[15/05/2012] News

Assobioplastiche: «Ecco i numeri reali degli shopper», 30.000 tonnellate in meno di sacchetti

Assobioplastiche ha presento oggi la ricerca: "I numeri reali e le prospettive del settore della produzione di buste asporto merci ("shopper") in Italia" lo studio di settore sulla trasformazione delle materie plastiche in film per shopper realizzato in esclusiva da Plastic Consult, società di consulenza privata e indipendente, operativa dal 1979, l'advisor italiano specializzato nel settore delle materie plastiche e l'iniziativa è stata l'occasione per Renato Mannheimer, di Ispo Ricerche, per presentare un aggiornamento sui comportamenti degli italiani in relazione all'uso delle buste asporto merci.

Assobioplastiche ha voluto così risponde «Alle false informazioni diffuse da alcuni soggetti contrari alla normativa sulle buste da asporto» e sottolinea che «Nel corso delle scorse settimane il fronte che si oppone alla normativa introdotta dal DL sui bioshopper ha più volte dichiarato che il provvedimento legislativo avrebbe comportato la chiusura di 2000 aziende e la perdita di circa 30.000 posti di lavoro».

I soci di Assobioplastiche (da Matrìca a Basf, da Novamont a M&G, da Biosphère a Fkur, Natureworks e Cereplast, solo per citare i produttori di bioplastiche) «Rigettano per intero questo teorema, smentito anche dai numerosi trasformatori che hanno riconvertito la propria produzione dalla plastica tradizionale alle bioplastiche» e dicono di voler fare chiarezza «Una volta per tutte sulle reali dimensioni del comparto, in rispetto degli unici princìpi che dovrebbero guidare il dibattito: verità e serietà».

Marco Versari, presidente di Assobioplastiche, ha dettio che «Assobioplastiche prosegue nel suo impegno per dare trasparenza ed elementi certi al dibattito in corso e confida che esso si svolga secondo i parametri della correttezza delle informazioni.
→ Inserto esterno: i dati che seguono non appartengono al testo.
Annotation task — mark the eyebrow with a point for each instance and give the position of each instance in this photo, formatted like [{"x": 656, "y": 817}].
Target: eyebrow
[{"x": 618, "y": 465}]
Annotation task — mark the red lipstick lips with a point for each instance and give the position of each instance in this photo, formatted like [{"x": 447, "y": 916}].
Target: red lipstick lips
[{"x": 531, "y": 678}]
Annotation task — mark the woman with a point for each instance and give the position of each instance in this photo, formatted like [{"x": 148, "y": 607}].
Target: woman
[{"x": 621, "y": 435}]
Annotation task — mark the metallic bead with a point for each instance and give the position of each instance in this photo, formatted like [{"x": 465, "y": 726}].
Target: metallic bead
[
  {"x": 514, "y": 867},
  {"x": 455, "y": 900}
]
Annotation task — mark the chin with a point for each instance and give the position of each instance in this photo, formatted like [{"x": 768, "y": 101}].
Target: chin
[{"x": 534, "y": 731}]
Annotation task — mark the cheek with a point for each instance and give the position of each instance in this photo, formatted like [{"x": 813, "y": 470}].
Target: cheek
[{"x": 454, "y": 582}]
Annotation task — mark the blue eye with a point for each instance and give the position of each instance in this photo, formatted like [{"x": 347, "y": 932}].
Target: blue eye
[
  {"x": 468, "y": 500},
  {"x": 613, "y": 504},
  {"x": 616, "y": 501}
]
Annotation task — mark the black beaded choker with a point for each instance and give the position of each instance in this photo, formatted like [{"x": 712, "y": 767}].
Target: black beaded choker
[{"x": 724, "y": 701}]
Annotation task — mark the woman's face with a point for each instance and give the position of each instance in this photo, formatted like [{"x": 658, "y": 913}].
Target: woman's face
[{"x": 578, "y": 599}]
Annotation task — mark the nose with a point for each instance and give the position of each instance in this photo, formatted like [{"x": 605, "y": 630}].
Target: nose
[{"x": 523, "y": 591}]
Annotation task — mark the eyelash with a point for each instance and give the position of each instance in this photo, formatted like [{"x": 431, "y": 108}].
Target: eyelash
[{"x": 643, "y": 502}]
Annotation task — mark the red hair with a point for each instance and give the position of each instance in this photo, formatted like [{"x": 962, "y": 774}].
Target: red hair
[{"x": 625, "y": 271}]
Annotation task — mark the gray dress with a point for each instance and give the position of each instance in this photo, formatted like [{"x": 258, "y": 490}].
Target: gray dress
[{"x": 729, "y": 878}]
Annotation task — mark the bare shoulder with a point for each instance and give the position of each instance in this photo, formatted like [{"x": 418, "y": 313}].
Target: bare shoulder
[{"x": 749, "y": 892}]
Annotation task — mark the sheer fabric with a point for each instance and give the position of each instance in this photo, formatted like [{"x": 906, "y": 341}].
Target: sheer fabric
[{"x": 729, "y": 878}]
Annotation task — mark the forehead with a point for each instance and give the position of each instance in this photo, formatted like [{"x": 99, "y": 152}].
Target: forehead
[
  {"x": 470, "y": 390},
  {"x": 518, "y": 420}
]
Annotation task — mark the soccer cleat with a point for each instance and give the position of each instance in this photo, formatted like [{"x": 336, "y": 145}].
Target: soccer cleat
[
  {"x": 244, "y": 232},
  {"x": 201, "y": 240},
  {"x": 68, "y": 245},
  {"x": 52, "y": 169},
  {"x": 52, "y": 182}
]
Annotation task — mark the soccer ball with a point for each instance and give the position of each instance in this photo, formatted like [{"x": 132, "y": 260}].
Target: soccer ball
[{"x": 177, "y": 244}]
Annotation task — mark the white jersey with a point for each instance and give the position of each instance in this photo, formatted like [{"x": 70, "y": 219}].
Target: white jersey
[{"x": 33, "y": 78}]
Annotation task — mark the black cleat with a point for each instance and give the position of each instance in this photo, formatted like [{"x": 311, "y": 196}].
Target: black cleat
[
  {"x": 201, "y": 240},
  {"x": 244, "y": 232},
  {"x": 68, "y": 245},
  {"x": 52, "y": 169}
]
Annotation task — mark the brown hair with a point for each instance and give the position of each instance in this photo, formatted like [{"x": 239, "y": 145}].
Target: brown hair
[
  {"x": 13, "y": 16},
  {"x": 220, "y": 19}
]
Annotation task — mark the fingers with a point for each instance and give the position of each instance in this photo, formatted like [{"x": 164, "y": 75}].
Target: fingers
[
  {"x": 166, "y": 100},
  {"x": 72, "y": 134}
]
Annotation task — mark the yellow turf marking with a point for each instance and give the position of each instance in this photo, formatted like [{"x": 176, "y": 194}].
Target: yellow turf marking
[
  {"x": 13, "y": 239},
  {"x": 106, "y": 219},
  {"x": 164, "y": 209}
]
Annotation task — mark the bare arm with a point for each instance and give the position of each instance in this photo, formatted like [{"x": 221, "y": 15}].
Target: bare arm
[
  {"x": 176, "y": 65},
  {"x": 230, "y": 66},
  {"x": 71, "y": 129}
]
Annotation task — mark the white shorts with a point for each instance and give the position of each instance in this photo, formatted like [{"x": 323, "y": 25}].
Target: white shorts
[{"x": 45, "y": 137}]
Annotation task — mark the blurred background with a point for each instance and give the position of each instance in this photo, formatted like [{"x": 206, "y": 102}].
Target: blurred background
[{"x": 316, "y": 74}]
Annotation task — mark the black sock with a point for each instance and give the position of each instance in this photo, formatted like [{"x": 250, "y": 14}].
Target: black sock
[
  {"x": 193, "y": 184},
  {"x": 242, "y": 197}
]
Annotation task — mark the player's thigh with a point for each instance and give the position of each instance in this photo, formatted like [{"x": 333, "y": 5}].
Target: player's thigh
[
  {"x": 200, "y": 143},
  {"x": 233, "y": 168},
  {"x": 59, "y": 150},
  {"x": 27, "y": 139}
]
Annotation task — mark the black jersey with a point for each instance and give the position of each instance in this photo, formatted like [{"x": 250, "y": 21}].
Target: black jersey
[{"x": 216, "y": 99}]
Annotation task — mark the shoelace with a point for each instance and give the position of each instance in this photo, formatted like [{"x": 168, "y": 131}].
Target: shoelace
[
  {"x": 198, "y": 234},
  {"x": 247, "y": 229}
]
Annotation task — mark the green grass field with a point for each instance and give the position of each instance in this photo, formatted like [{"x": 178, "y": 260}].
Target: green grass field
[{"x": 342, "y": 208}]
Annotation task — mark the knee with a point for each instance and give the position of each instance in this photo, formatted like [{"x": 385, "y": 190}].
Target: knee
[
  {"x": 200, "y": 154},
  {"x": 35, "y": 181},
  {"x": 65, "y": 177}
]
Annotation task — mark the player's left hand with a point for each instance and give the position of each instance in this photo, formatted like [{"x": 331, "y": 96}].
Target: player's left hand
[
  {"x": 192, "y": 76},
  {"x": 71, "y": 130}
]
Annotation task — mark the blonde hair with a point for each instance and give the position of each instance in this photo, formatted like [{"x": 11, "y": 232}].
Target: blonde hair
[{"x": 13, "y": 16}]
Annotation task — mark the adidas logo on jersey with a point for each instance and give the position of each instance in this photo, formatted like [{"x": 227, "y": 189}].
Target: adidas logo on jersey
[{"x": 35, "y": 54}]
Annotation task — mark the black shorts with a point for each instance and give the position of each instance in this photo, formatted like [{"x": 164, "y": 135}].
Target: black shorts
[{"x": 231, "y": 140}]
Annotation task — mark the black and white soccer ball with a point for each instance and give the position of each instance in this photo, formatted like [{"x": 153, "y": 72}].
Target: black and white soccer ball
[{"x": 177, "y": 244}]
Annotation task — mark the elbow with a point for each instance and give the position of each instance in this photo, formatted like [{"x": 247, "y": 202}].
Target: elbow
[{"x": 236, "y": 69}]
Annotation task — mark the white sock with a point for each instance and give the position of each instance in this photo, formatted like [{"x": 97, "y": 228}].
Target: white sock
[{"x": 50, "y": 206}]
Nello scenario di crisi globale che stiamo vivendo, il settore delle bioplastiche è impegnato a risolvere uno dei tanti, gravissimi problemi ambientali che ci affliggono facendo innovazione ed investimenti, creando occupazione e opportunità di crescita per l'intera filiera e per l'intero Paese. Non permetteremo a chicchessia di demonizzarlo o liquidarlo ricorrendo a mistificazioni o manipolazioni della realtà».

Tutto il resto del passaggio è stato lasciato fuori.